Quant à la défense de Lyon, eh bien, c’était certainement Dortmund-esque aussi.

La Lazio porte sa chance à la victoire

Le défi du titre de la Lazio risquait de s’effondrer à Parme, qui cherche à obtenir une place en Ligue Europa. Ils venaient d’un match en milieu de semaine contre Vérone (un match nul) et se sont alignés sans cinq habitués.

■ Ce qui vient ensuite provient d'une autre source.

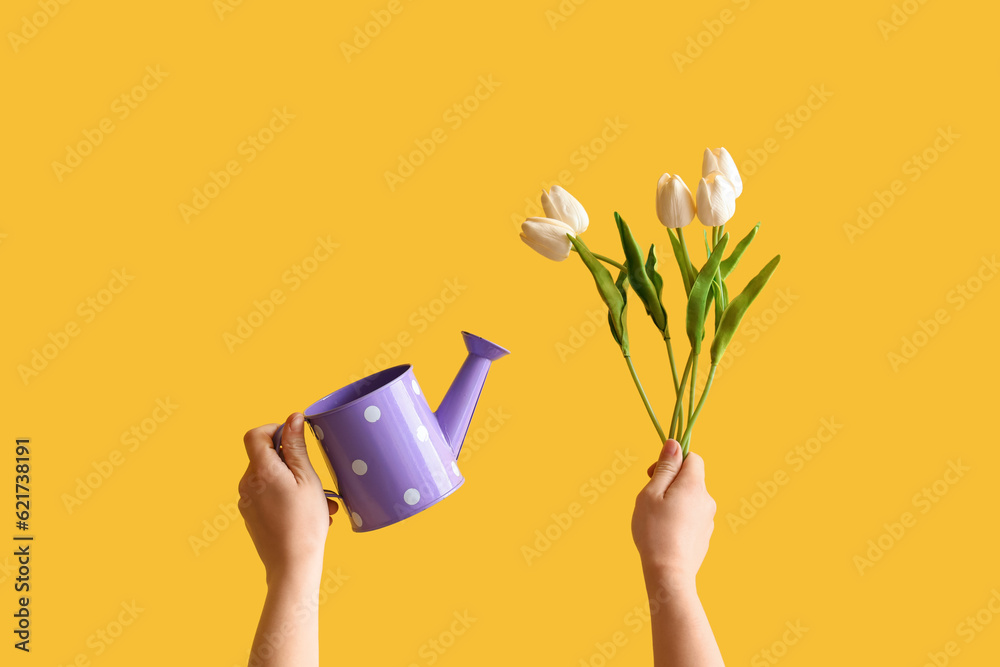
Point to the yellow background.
(454, 219)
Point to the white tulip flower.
(547, 237)
(720, 160)
(716, 199)
(674, 203)
(561, 205)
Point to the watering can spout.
(455, 412)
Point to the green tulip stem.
(694, 381)
(606, 260)
(673, 366)
(677, 422)
(645, 401)
(686, 440)
(687, 257)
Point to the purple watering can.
(390, 454)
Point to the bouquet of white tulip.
(558, 234)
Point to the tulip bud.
(547, 237)
(674, 203)
(716, 199)
(561, 205)
(720, 160)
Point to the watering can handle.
(276, 439)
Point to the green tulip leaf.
(701, 289)
(637, 276)
(622, 284)
(733, 316)
(729, 263)
(610, 294)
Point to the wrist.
(669, 578)
(298, 578)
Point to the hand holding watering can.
(391, 455)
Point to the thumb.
(666, 468)
(293, 447)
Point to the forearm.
(682, 635)
(288, 632)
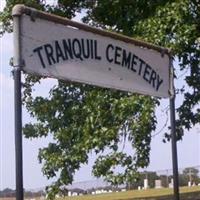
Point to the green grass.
(164, 193)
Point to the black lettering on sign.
(117, 54)
(59, 52)
(77, 49)
(38, 51)
(159, 82)
(146, 73)
(92, 49)
(86, 48)
(67, 49)
(153, 77)
(97, 57)
(109, 47)
(49, 54)
(142, 63)
(126, 59)
(133, 62)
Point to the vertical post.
(174, 141)
(18, 109)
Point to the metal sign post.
(18, 108)
(174, 149)
(80, 53)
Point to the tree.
(84, 119)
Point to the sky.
(160, 158)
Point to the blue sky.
(188, 148)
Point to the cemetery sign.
(56, 47)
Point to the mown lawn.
(192, 193)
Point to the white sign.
(64, 52)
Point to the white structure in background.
(171, 184)
(189, 184)
(146, 186)
(158, 184)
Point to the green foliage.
(84, 119)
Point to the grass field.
(186, 193)
(192, 193)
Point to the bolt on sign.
(57, 47)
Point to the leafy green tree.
(192, 174)
(84, 119)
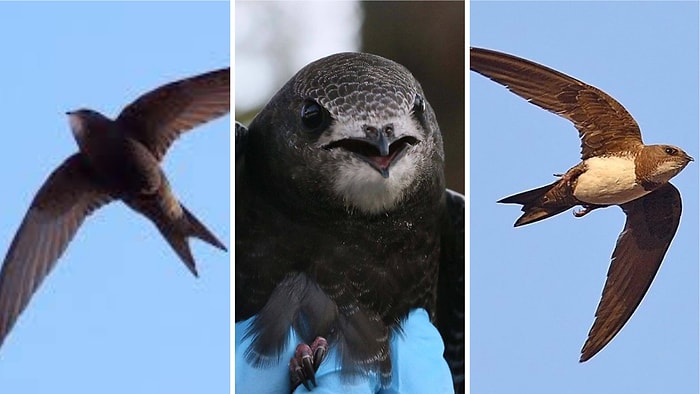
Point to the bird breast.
(608, 181)
(125, 165)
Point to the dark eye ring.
(418, 104)
(313, 115)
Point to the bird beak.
(380, 148)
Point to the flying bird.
(343, 221)
(616, 168)
(117, 160)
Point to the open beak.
(378, 149)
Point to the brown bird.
(117, 160)
(616, 169)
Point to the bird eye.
(313, 115)
(418, 104)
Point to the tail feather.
(198, 230)
(187, 226)
(542, 202)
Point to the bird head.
(354, 130)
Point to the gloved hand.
(416, 356)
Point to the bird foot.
(305, 363)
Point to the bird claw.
(305, 363)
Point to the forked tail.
(543, 202)
(187, 226)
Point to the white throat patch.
(608, 180)
(362, 187)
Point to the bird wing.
(651, 223)
(56, 212)
(604, 125)
(450, 303)
(241, 139)
(158, 117)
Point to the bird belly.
(608, 181)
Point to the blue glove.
(416, 357)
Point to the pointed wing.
(450, 303)
(651, 224)
(603, 124)
(56, 212)
(158, 117)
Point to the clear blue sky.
(120, 313)
(534, 289)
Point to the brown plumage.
(117, 160)
(616, 168)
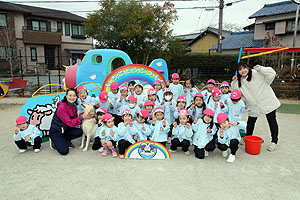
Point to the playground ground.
(88, 175)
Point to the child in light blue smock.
(108, 134)
(182, 133)
(143, 129)
(210, 84)
(203, 134)
(27, 135)
(126, 131)
(159, 127)
(229, 136)
(189, 91)
(197, 107)
(83, 97)
(175, 86)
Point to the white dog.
(89, 126)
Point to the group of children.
(179, 115)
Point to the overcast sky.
(190, 20)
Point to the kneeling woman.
(63, 126)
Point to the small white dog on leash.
(89, 126)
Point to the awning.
(77, 51)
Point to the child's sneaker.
(272, 147)
(205, 153)
(231, 158)
(114, 152)
(23, 150)
(36, 150)
(224, 153)
(101, 149)
(172, 151)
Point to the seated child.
(108, 134)
(189, 91)
(143, 129)
(27, 135)
(175, 86)
(159, 91)
(182, 133)
(126, 131)
(203, 134)
(132, 106)
(159, 127)
(97, 142)
(229, 136)
(197, 107)
(138, 92)
(83, 97)
(207, 92)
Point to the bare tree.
(8, 42)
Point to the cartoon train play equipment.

Leur victoire 1-0, grâce à un but de Felipe Caicedo, doit sa part à la bonne fortune. Comment l’arbitre (ou VAR) n’a pas accordé de pénalité pour le remorqueur de Francesco Acerbi sur Andreas Cornelius reste un mystère. Mais la chance, c’est que vous devez être là pour la saisir quand elle arrive, souvent de manière inattendue, et l’équipage de Simone Inzaghi fait exactement cela.

L’Atletico gagne, mais des problèmes persistent

La séquence de cinq matchs de l’Atletico Madrid sans victoire dans toutes les compétitions s’est terminée avec une victoire 1-0 sur Grenade, grâce à un premier but d’Angel Correa. Sans un avant-centre reconnu (Diego Costa et Alvaro Morata étaient tous les deux absents), il a été laissé à Correa et Vitolo de faire bouger les choses et, comme on pouvait s’y attendre, avec peu de production du milieu de terrain, c’est tout ce qu’ils pouvaient rassembler … et tout ce dont ils avaient besoin le jour.

Parler ensuite était de la taille des trois points et de la façon dont tout cela importait. Ce n’est pas. Jan Oblak – encore une fois – les a gardés dans le jeu (et dans les quatre premiers). C’est plus ou moins la même chose, et c’est une préoccupation pour Diego Simeone.